L’organisme Tel-jeunes constate depuis quelques années que certaines questions posées à ses intervenants sont préoccupantes. «Il y a des jeunes qui sont gênés de se donner la main ou de s’embrasser en public – cela ne change pas –, mais il y en a d’autres qui se demandent quels jouets sexuels utiliser pour se masturber ou qui posent des questions sur le sexe anal», souligne Marie-Soleil Carroll. Candidate à la maîtrise en sexologie, la jeune chercheuse s’est penchée sur les préoccupations liées à la sexualité dans le cadre des questions adressées à Tel-jeunes par des jeunes âgés de 11 à 14 ans. Elle vient de déposer son mémoire, sous la direction de la professeure Francine Duquet.
«L’environnement médiatique sexualisé et la pornographie ont un impact sur le développement social, émotif et relationnel des jeunes et cela se reflète dans leurs préoccupations», affirme Marie-Soleil Carroll, qui a analysé 1107 questions posées entre juin 2012 et mars 2013. «Cette période incluait des événements tels que la fin d’année scolaire, les vacances d’été, les congés de Noël, la Saint-Valentin et la semaine de relâche», précise-t-elle.

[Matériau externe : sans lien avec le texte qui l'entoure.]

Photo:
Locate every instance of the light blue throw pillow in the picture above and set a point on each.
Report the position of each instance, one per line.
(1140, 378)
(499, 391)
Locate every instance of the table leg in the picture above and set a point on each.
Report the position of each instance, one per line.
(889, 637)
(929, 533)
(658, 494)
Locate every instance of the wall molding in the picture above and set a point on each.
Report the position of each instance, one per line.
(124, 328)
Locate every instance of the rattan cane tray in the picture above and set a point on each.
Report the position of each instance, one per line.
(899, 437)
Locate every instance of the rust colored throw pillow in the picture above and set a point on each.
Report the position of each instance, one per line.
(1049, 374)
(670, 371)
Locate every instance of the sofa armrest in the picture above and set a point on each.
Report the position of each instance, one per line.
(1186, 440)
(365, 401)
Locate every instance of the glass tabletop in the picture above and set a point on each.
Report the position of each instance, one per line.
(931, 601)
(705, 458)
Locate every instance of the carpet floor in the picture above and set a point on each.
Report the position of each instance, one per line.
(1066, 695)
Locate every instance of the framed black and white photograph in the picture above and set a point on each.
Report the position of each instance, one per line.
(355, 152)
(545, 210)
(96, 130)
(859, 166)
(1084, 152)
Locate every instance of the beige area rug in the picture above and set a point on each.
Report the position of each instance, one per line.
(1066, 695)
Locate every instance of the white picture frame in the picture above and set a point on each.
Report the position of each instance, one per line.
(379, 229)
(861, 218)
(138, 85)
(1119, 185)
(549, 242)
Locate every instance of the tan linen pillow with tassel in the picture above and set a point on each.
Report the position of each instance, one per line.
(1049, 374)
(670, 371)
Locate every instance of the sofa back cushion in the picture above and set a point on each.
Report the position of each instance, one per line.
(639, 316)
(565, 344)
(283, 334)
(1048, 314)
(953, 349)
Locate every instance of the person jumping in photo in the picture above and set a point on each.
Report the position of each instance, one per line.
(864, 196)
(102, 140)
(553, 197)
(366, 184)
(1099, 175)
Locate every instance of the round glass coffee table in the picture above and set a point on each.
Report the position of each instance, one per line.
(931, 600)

La chercheuse a eu accès aux questions publiées sur le site Internet de l’organisme, de même qu’à celles qui ne le sont pas (les jeunes qui communiquent avec Tel-jeunes décident s’ils souhaitent que leur question soit publiée ou non). «Évidemment, toutes les questions citées dans mon mémoire proviennent du lot de questions publiées sur le site», précise-t-elle.
Elle a évacué les questions sur d’autres sujets que la sexualité, comme la violence ou la famille, et a construit une grille d’analyse qui lui a permis de classer les questions en cinq catégories: la relation à l’autre, les conduites sexuelles, le rapport au corps, les références à l’univers pornographique et la notion de pression.
Des questionnements traversent les époques, souligne Marie-Soleil Carroll. «Les jeunes de cet âge vivent des changements physiques et se demandent s’ils sont normaux. Cela concorde avec ce que l’on voit dans des études similaires effectuées à travers le monde, lesquelles font ressortir les mêmes préoccupations par rapport au développement psychosexuel.»
Mais ce sont, et de loin, les questions en lien avec la relation à l’autre qui sont les plus nombreuses. Comment savoir que l’autre m’apprécie? Que dire au premier rendez-vous? Comment savoir que l’on est prêt pour une première relation sexuelle?
Les filles et le désir de plaire
Plus des trois quarts des questions provenaient de filles, surtout âgées entre 13 et 14 ans. «Chez les garçons, il n’y a pas de grande tendance, on retrouve toutes les préoccupations, mais chez les filles, il y a un évident désir de plaire et de performer», note Marie-Soleil Carroll.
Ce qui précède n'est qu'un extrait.